Liam Fox, the global trade secretary, who is seen as among the hardline Brexiteers, condemned the leaks, which, he argued, would only give succour to Brussels.
"Ask Philip Hammond if he can live on that".
He added some of the "noise" came from people who were "not happy" with his agenda of "ensuring that we achieve a Brexit which is focused on protecting our economy, jobs, and making sure we can have continued rising living standards in the future".
Mr Hammond blamed colleagues opposed to the agenda he had been setting out for extended transitional arrangements when Britain leaves the European Union in 2019 so business was not faced with a "cliff edge" break.
"I do know, I think my colleague David Lidington who appeared on your show last week was probably spot on the money when he said we're in the middle of the silly summer season with lots of warm prosecco. lots of parties going on, lots of tittle tattle, lots of gossip, we've got a summer recess coming up".

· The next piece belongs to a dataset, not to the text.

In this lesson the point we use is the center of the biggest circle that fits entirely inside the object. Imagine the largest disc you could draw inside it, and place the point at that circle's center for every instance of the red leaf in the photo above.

Former party leader Ian Duncan Smith told the BBC there was no appetite among conservative lawmakers for a leadership contest and said his colleagues should "shut up" and "let everyone else get on with the business of governing".
Unison's Christina McAnea called the chancellor's remarks on public pay "nothing short of offensive".
"It's been seven long years of pay cuts for our public servants".
Environment Secretary Michael Gove has also spoken against the official government position, telling the Sunday Times ministers need to respect the independent bodies that review public sector pay and accept their findings.
"We do keep this under constant review and I think the fact that is apparently now well known the Cabinet has been discussing this issue sends a clear signal that we do understand the concern both of public sector workers and of the wider public", he said.
But an unnamed minister was quoted in this morning's papers stating that Mr Hammond was attempting to derail Brexit.